The revenue from the shots met Moderna’s forecast for the year, even as sales plummeted from the more than $18 billion the company booked in 2022.
Moderna’s announcement, which came ahead of its presentation at the annual JPMorgan Healthcare Conference, shows the steep drop in demand for Covid products last year as cases and public concern about the virus dwindled from their pandemic peaks. Weakening demand for the company’s shot, its only commercially available product, led shares of Moderna to fall nearly 45% last year.

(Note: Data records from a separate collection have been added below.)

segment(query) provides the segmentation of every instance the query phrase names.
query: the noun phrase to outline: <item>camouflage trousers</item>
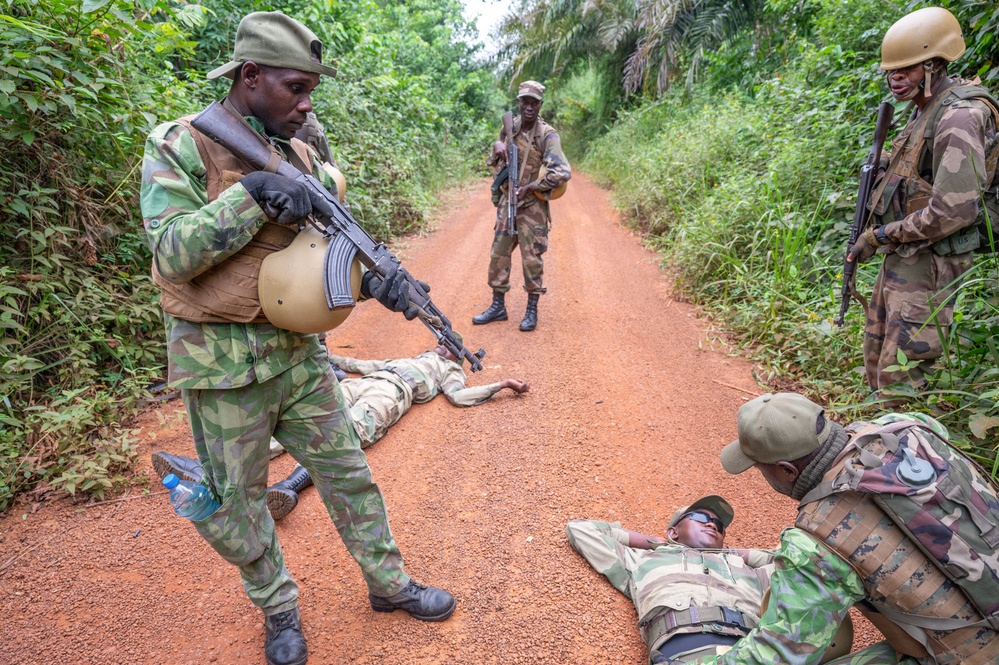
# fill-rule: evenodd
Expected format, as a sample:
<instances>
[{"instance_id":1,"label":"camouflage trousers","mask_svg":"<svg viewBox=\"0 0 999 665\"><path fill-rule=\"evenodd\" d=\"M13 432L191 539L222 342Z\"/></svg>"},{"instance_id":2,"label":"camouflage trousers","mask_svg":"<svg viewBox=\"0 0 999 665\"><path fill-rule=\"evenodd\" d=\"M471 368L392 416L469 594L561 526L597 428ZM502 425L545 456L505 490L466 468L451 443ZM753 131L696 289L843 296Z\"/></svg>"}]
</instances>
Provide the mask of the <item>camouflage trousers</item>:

Roughly $6.1 billion of Moderna’s revenue related to the shot came from sales of the vaccine. Another $600 million was deferred revenue related to the company’s work with Gavi, a nongovernmental global vaccine organization that coordinated a global shot distribution program, Moderna said in a release.
Moderna during its third-quarter earnings report in November forecast at least $6 billion in full-year Covid vaccine sales, but did not provide a range for that guidance. In August, before the rollout of its latest version of the jab, the company said it expected the shot to rake in $6 billion to $8 billion in revenue.
The company noted that the vaccine won 48% of the U.S. Covid vaccine market share last year. That’s up from the 37% market it captured in 2022.
But the biotech company expects sales from the shot to drop even further in 2024. It reiterated its companywide full-year sales guidance of roughly $4 billion on Monday. Notably, that forecast includes revenue from its vaccine against respiratory syncytial virus, or RSV, which could win Food and Drug Administration approval in April.
Moderna said it expects to return to sales growth in 2025 with the launch of new products. The company currently has 45 products in development, nine of which are in late-stage trials. They include Moderna’s combination shot targeting Covid and the flu, which could win approval as early as 2025.
The company said it expects to “break even” by 2026.